Several countries are on the verge of doing what US courts have stopped short of: codifying that breaches of personal information can actually harm people. Why should US companies welcome this development?
Because an international answer to this question could clarify the standard of protection that corporations have to meet with regard to personal data in their care. Finally having a clear standard could contain corporate liability and reduce companies' operational expenses. Whether the US Congress also makes this leap in its deliberations over a national breach-notification bill may depend on legal experts stepping up to the plate to reshape the terms of the debate.
Let's face it: US courts have botched this one. Time and again, when plaintiffs have sued companies for exposing their personal data, the only damages courts have awarded them, if any, have been for monetary losses relating to account fraud or identity theft.
On the one hand, most large data breaches don't even lead to a rash of ID thefts. As forensics firm ID Analytics has shown in a number of case studies, lost laptops and other similar breaches involving thousands of people's sensitive information resulted in only about a dozen verifiable instances of fraud.
But is monetary loss the only criterion for personal harm? Anyone who has experienced true ID theft would say the money is only a part of the equation. The countless obstacles to getting on with life, not to mention the psychological dread, can outweigh the hard-dollar losses.
So when do privacy breaches cause harm? That's what I asked Anita Allen, a professor at the University of Pennsylvania's law school. Allen is scheduled to address this topic later this month at the International Association of Privacy Professionals Summit in the US.
"Identity theft and financial fraud are one sort of harm," Allen said. "But others include offensive publication of illicitly acquired personal information, along with hurt feelings and dashed expectations. The assault to personality and feelings is the quintessential privacy injury."
To that end, we can all think of examples in our own lives where privacy exposures harmed us or people we knew.
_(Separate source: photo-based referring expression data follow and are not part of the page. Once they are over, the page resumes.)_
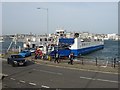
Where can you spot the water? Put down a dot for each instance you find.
(110, 49)
(4, 45)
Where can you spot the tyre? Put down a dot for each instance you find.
(13, 65)
(25, 64)
(8, 62)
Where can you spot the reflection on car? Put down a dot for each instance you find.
(16, 60)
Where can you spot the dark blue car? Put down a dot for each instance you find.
(16, 60)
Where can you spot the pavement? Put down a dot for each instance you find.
(40, 75)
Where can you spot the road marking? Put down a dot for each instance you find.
(21, 81)
(80, 69)
(12, 78)
(48, 72)
(32, 84)
(1, 74)
(99, 79)
(45, 86)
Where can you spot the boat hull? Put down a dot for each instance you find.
(86, 50)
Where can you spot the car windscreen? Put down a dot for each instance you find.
(16, 56)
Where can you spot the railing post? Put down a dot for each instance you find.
(82, 60)
(114, 62)
(96, 60)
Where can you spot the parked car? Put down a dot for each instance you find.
(32, 50)
(25, 53)
(16, 60)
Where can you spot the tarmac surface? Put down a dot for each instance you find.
(45, 76)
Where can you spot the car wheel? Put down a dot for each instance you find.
(8, 62)
(25, 64)
(13, 65)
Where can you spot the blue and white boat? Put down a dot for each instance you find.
(75, 45)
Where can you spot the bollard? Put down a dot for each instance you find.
(96, 61)
(82, 60)
(114, 62)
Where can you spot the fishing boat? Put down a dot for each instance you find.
(76, 45)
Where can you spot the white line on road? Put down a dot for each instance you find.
(80, 69)
(32, 84)
(12, 78)
(22, 81)
(43, 86)
(48, 72)
(99, 79)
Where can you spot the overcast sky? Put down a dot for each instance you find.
(93, 17)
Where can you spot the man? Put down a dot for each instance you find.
(71, 56)
(56, 56)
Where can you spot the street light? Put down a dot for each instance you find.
(47, 27)
(47, 17)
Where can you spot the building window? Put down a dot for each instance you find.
(45, 39)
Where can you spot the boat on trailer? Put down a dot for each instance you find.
(76, 45)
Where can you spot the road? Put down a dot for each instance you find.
(44, 76)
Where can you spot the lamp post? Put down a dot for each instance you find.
(47, 17)
(47, 27)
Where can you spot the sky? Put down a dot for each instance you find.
(93, 17)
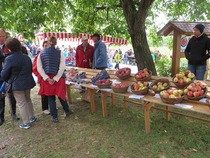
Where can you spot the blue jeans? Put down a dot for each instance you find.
(198, 70)
(53, 109)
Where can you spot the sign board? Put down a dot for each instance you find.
(184, 41)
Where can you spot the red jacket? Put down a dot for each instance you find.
(87, 56)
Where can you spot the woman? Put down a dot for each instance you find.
(44, 99)
(117, 59)
(51, 66)
(17, 70)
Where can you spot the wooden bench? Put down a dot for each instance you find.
(148, 102)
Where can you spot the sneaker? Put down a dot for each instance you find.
(69, 113)
(24, 125)
(55, 120)
(46, 112)
(32, 119)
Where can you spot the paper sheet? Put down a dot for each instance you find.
(134, 96)
(157, 96)
(184, 105)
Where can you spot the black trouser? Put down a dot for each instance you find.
(53, 109)
(2, 104)
(44, 100)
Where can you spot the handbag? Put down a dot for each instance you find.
(6, 87)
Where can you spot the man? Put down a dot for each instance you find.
(3, 53)
(196, 50)
(84, 54)
(100, 56)
(71, 55)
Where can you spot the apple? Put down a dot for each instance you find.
(196, 94)
(175, 79)
(185, 91)
(166, 95)
(190, 94)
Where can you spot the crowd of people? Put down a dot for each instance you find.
(49, 65)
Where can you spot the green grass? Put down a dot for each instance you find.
(90, 135)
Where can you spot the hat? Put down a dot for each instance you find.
(84, 38)
(96, 35)
(200, 27)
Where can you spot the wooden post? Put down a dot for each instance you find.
(147, 107)
(167, 113)
(176, 52)
(125, 101)
(103, 99)
(113, 99)
(68, 91)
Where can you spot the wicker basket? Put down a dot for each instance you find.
(197, 98)
(181, 86)
(140, 92)
(102, 86)
(160, 80)
(172, 100)
(125, 76)
(120, 89)
(146, 78)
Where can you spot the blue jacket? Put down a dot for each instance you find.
(100, 56)
(19, 66)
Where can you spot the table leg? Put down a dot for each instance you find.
(92, 103)
(125, 101)
(168, 113)
(147, 107)
(103, 99)
(68, 91)
(113, 99)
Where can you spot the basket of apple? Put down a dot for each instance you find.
(123, 73)
(195, 91)
(105, 83)
(120, 88)
(160, 85)
(172, 96)
(143, 75)
(183, 79)
(140, 88)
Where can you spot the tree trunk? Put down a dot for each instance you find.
(136, 27)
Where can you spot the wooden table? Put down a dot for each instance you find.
(148, 101)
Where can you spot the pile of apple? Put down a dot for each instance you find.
(184, 77)
(72, 73)
(123, 72)
(140, 86)
(104, 81)
(172, 93)
(142, 74)
(160, 86)
(118, 85)
(195, 89)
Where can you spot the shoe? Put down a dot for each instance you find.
(55, 120)
(24, 125)
(46, 112)
(1, 121)
(32, 119)
(69, 113)
(15, 117)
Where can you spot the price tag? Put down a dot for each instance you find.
(134, 96)
(77, 85)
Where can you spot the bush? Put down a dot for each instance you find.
(163, 66)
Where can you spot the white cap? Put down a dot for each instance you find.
(84, 38)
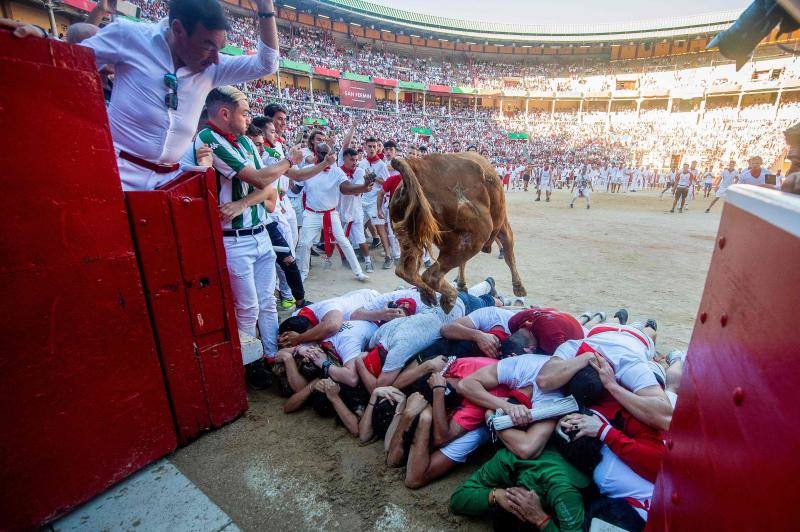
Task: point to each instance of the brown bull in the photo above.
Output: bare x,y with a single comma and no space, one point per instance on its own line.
456,202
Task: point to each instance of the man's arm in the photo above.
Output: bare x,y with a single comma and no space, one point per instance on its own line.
307,172
351,189
464,329
268,195
234,70
557,372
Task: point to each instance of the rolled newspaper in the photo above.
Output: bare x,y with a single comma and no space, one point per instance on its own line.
541,411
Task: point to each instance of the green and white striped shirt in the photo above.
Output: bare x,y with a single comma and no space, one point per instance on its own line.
229,160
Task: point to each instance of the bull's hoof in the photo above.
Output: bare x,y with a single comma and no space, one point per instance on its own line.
519,290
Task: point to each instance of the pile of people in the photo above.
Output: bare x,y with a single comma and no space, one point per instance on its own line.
574,407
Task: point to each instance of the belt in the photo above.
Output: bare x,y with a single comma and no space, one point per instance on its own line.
244,232
157,168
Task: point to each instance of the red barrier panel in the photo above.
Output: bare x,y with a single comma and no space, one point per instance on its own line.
82,398
178,239
733,456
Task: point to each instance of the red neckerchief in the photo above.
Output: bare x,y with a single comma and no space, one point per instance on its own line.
227,136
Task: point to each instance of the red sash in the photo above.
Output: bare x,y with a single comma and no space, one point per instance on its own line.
327,227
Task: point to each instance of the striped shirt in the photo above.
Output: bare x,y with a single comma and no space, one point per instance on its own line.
229,160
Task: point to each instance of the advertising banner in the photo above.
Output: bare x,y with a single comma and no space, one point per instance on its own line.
356,94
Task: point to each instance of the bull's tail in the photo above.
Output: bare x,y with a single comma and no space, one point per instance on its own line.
418,221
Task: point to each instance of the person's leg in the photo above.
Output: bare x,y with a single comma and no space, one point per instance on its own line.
288,269
264,276
344,244
241,255
312,223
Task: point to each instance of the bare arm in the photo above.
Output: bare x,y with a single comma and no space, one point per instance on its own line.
346,374
299,398
649,405
528,444
369,380
557,372
349,419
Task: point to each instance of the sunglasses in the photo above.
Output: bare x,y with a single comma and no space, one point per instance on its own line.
171,98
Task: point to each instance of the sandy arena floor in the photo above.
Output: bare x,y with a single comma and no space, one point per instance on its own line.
271,471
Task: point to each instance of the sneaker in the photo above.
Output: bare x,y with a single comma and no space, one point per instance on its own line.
675,355
257,376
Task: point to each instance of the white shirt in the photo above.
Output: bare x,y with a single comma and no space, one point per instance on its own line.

Predators who exploit information about children online, forwarded e-mail chains that damage relationships and compromising photos sent by cell phones are three examples that come to mind.
But what about the information potentially obtained by insurance companies and employers that could limit someone's economic possibilities, or information obtained by government agencies that threaten our sense of autonomy? These can all harm our human dignity.